Yet the rabbis read into the word “settled” a deeper longing for tranquility. Jacob has had a difficult life; in his old age, he justifiably wants some peace and quiet. In direct response, God disrupts his life once again through the ensuing drama of his son Joseph (whose brothers sell him into slavery while convincing his father he was killed by wild beasts).
As the biblical commentator Rashi explains: “[When] the righteous seek to dwell in tranquility – God says: ‘Is it not enough for the righteous, what is prepared for them in the world to come, that they seek to settle in tranquility in this world?’”
Life isn’t supposed to be easy – you can rest peacefully when you’re dead.
Instead of encouraging retreat from challenge, Judaism pushes us toward it. The tough moments in life are the moments where we grow the most.
Almost 2000 years before it became a workout slogan, Rabbi Ben Hei Hei said: “According to the pain is the gain.”

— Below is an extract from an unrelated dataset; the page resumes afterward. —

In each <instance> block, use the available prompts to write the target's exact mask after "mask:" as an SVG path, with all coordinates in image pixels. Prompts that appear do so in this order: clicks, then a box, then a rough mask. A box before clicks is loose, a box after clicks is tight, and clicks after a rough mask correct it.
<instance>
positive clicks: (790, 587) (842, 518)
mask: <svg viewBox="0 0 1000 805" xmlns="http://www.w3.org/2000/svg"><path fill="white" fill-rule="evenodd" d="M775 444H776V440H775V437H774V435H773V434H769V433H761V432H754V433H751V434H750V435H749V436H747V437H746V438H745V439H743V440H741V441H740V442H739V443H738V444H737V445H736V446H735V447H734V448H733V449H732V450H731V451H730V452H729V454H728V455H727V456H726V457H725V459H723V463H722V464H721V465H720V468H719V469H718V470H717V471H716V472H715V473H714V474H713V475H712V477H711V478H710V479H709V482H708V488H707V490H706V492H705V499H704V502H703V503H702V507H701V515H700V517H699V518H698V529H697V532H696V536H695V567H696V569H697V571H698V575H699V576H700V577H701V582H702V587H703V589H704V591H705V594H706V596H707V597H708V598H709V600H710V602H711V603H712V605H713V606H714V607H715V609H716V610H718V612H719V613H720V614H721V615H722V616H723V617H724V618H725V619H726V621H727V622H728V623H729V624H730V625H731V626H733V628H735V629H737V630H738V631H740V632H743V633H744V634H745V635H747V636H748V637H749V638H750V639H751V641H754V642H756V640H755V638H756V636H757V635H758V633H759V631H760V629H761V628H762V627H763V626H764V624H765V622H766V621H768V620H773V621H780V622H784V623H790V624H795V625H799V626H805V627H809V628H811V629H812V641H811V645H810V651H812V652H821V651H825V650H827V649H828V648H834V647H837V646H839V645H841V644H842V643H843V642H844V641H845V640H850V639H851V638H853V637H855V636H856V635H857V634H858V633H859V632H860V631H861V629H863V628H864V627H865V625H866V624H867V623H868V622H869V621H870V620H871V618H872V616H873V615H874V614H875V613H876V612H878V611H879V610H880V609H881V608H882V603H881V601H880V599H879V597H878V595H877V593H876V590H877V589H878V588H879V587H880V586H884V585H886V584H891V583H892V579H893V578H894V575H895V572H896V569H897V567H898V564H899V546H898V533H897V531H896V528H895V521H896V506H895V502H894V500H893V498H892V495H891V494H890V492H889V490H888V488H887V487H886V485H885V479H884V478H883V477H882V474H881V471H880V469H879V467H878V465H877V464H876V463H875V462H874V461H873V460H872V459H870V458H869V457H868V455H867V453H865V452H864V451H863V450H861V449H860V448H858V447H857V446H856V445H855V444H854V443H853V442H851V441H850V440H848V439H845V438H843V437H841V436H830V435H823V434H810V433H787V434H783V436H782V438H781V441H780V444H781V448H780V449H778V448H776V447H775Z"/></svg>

It’s ironic that Jacob wanted to settle down, because his name was changed to Israel (which means, “to wrestle with God”) after wrestling with a man/angel just a few chapters earlier. Yet he still retains the name Jacob, which means “heel” and alludes to his tendency to run away, perhaps reminding us that we can never fully overcome our urge to avoid the harder moments.
This is why we need Judaism. Not to provide the easy answers, but to ask the hard questions.
We are called the children of Israel. To live up to our namesake, we must constantly choose to wrestle, instead of escape. It’s the critical first step in improving ourselves and the world around us.